The M.F.A. is considered a terminal degree – appropriate for those who want to pursue specific writing disciplines and/or careers in publishing, teaching, and editing, among others.
Admission requirements include:
• Successful completion of a baccalaureate degree from an accredited university with an overall G.P.A. of at least 3.0.
• Twelve (12) semester hours of advanced undergraduate or graduate courses in literature with a grade of B or better. Motivated students who have concentrated in other disciplines will also be considered on the strength of their application.
• A creative writing portfolio of no more than 30 pages of original work to be evaluated by creative writing faculty.
• A personal statement describing the student’s rationale for applying, as well as the student’s interests and literary influences.
• At least two and no more than three letters of recommendation.
Core faculty in the program includes:
Erik Brogger, a founding member of The Playwrights’ Center, a national organization devoted to developing new dramatic work. His plays, which have been produced off-Broadway and in major regional theaters throughout the country, include A Normal Life, Strangers’ Ground, and The Paranormal Review. His recent plays include Dreaming in the Crescent City and River Road; the former was presented as a staged reading at The Ensemble Studio Theatre.
Phillis Levin, the author of four books of poetry – Temples and Fields, The Afterimage, Mercury, and May Day – and the editor of The Penguin Book of the Sonnet (2001). Professor Levin’s honors include the Poetry Society of America’s Norma Farber First Book Award, an Ingram Merrill grant, a Fulbright Scholar Award to Slovenia, The Amy Lowell Poetry Travelling Scholarship, a Guggenheim Fellowship, and a 2007 National Endowment for the Arts Fellowship.
Phillip Lopate, a central figure in the recent revival of the personal essay and the author of Portrait of My Body, Against Joie de Vivre, Bachelorhood, The Rug Merchant, Being with Children, Totally Tenderly Tragically, Two Marriages: Novellas, and Notes on Sontag.

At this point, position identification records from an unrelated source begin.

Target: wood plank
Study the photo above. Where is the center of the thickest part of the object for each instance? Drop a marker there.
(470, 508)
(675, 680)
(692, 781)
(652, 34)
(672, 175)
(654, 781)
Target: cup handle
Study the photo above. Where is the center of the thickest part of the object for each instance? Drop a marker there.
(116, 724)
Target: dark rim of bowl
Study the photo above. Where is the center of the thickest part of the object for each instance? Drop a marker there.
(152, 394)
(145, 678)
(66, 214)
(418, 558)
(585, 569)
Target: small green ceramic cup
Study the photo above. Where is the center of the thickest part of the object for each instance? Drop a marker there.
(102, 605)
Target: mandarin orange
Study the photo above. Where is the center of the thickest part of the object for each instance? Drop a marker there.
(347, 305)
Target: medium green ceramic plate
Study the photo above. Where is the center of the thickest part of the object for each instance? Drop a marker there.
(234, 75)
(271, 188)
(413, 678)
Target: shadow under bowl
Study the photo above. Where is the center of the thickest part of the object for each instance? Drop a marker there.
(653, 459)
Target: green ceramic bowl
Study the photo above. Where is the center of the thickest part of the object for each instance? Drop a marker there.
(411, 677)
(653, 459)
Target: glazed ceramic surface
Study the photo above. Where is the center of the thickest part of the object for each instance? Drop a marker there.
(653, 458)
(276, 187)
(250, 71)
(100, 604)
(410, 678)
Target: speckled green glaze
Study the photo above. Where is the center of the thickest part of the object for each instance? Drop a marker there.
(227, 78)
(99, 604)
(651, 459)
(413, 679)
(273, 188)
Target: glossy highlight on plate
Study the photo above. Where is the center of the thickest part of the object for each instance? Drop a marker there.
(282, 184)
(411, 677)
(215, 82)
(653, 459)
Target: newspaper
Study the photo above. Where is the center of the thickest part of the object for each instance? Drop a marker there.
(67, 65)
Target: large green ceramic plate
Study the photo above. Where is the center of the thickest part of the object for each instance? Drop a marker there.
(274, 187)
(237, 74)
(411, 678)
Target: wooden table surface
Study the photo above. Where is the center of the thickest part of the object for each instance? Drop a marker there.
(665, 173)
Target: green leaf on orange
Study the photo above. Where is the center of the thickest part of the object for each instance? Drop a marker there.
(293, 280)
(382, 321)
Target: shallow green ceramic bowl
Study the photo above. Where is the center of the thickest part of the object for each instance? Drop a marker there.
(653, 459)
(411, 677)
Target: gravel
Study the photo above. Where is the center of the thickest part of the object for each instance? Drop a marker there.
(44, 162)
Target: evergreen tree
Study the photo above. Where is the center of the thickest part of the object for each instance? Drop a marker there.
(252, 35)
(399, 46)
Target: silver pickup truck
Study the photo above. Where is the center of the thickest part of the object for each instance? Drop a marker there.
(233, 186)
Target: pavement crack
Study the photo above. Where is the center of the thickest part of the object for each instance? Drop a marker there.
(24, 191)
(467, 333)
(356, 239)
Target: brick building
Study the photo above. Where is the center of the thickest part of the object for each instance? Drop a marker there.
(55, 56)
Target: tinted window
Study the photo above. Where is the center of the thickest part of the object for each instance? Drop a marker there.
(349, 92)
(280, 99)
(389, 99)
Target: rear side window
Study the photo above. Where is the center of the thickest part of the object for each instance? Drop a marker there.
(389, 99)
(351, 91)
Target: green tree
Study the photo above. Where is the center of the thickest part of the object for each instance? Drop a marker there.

He is also the editor of The Art of the Personal Essay, Writing New York: A Literary Anthology, and American Movie Critics: From the Silents Until Now. He is the recipient of a Guggenheim Fellowship, a New York Public Library Fellowship, and two National Endowment for the Arts grants.
Julia Markus, who received the Houghton Mifflin Literary Award for her first novel, Uncle, which was followed by three well-received novels, American Rose, Friends Along the Way, and A Change of Luck, as well as her critically acclaimed biographies, Dared and Done: The Marriage of Elizabeth Barrett and Robert Browning and Across An Untried Sea: Discovering Lives Hidden in the Shadow of Convention and Time. She has won a National Endowment for the Arts grant and two National Endowment for the Humanities grants. Her most recent book is J. Anthony Froude: The Last Undiscovered Great Victorian.
Martha McPhee, the author of the novels Bright Angel Time, Gorgeous Lies, L’America, and, most recently, Dear Money (2010). She is the recipient of grants from the National Endowment for the Arts and the Guggenheim Foundation. In 2002 she was nominated for a National Book Award.
Additional undergraduate and graduate faculty includes (fiction and nonfiction) Zachary Lazar, Bill McGee, and Paul Zimmerman; (poetry) Deborah Bernhardt, Robert Plath, and Connie Roberts; and (playwriting) Richard Pioreck and Paul Zimmerman.